XVI

George watched Sylvia, fighting his instinct to call out a command that she should keep secret forever what he had told her. It was intolerable to stand helpless, to realize that on her sudden decision his future depended. Did she seek her mother, or Lambert, who would understand everything at the first word? Nevertheless, he preferred she should go to Lambert, because he could forecast too easily the alternative—Mrs. Planter's emotionless summoning of Betty and her mother; perhaps of Goodhue or Wandel or Dalrymple; the brutal advertisement of just what he was to all the people he knew, to all the people he wanted to know.

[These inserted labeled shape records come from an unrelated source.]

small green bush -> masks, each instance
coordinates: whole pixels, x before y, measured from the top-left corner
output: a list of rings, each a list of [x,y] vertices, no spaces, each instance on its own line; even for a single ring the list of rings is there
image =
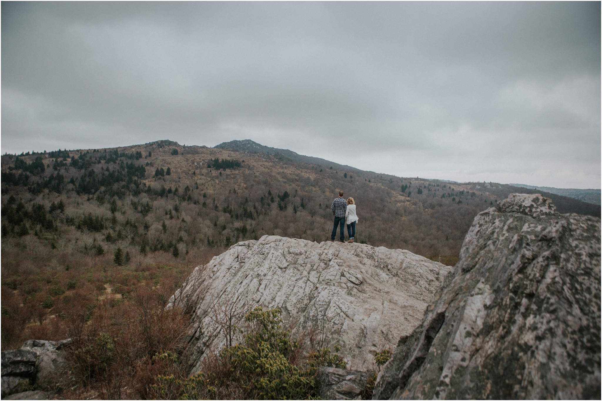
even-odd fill
[[[374,354],[374,362],[379,368],[386,363],[387,361],[391,359],[391,352],[388,348],[383,348],[380,351]]]
[[[65,293],[65,290],[58,286],[54,286],[50,287],[50,289],[48,290],[48,293],[52,296],[58,296],[58,295],[62,295]]]
[[[329,348],[297,358],[299,344],[284,329],[281,314],[279,309],[253,309],[244,317],[250,328],[242,343],[222,348],[217,365],[209,370],[181,379],[157,376],[150,385],[154,396],[216,399],[234,387],[246,393],[242,399],[315,399],[317,368],[344,369],[347,363]]]
[[[54,306],[54,301],[50,295],[46,295],[46,299],[40,302],[40,305],[45,309],[50,309]]]
[[[114,351],[113,338],[101,332],[73,352],[71,371],[85,381],[95,379],[107,371],[114,359]]]

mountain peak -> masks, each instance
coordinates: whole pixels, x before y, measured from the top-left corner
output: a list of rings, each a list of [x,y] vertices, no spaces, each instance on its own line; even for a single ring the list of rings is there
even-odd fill
[[[292,155],[297,155],[297,153],[288,149],[278,149],[276,148],[265,146],[261,144],[258,144],[250,139],[243,139],[241,141],[234,140],[229,142],[223,142],[219,145],[216,145],[216,148],[220,149],[227,149],[228,150],[236,150],[238,152],[246,152],[251,153],[267,153],[268,155],[275,155],[276,153],[291,153]]]

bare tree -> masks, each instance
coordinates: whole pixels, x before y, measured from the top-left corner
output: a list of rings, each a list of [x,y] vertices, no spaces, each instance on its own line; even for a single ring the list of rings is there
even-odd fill
[[[222,297],[217,301],[211,299],[211,310],[208,316],[221,328],[227,347],[232,346],[238,324],[248,309],[247,302],[243,301],[241,296],[242,293],[238,293],[234,299]]]

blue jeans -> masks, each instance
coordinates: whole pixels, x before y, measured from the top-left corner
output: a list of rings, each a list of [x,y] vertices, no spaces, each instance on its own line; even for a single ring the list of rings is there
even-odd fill
[[[332,235],[330,236],[330,239],[333,241],[335,240],[335,237],[337,236],[337,226],[341,226],[341,240],[345,240],[345,231],[343,228],[343,226],[345,225],[345,216],[343,217],[337,217],[335,216],[335,224],[332,227]]]
[[[353,233],[353,234],[352,233]],[[347,225],[347,233],[349,234],[349,239],[355,238],[355,222],[351,222],[350,224]]]

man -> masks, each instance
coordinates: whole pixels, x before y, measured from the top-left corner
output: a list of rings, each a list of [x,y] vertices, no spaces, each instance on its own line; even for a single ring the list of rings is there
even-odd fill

That might mean the close of Betty's friendliness, the destruction of the fine confidence that had developed between him and Goodhue, a violent reorganization of all his plans. He gathered strength from a warm realization that with Squibs and Mrs. Squibs Sylvia couldn't possibly hurt him.

He became ashamed of his misgivings, aware that for nothing in the world, even if he had the power, would he rearrange the last five minutes.

He saw her brilliant figure start forward and take an uneven course around the edge of the room until a man caught her and swung her out among the dancers. George turned away. He was sorry it was Wandel who had interfered, but that would give her time to reflect; and even if she blurted it out to Wandel, the little man might be decent enough to advise her to keep quiet.

George wandered restlessly across the hall to the smoking-room. How long would the music lilt on, imprisoning Sylvia in the grasp of Wandel or another man?

He asked for a glass of water, and took it to a lounge in front of the fire. Here he sat, listening to the rollicking music, to the softer harmonies of feminine voices that seemed to define for him compelling and pleasurable vistas down which he might no longer glance. When the silence came Sylvia would go to her mother or Lambert.

"My very dear—George."

Lambert himself bent over the back of the lounge. George guessed the other had seen him enter and had followed. All the better, even if he had come to attack. George had things to say to Lambert, too; so he glanced about the room and was grateful that, except for the servants, it held only some elderly men he had never seen before, who sat at a distance, gossiping and laughing.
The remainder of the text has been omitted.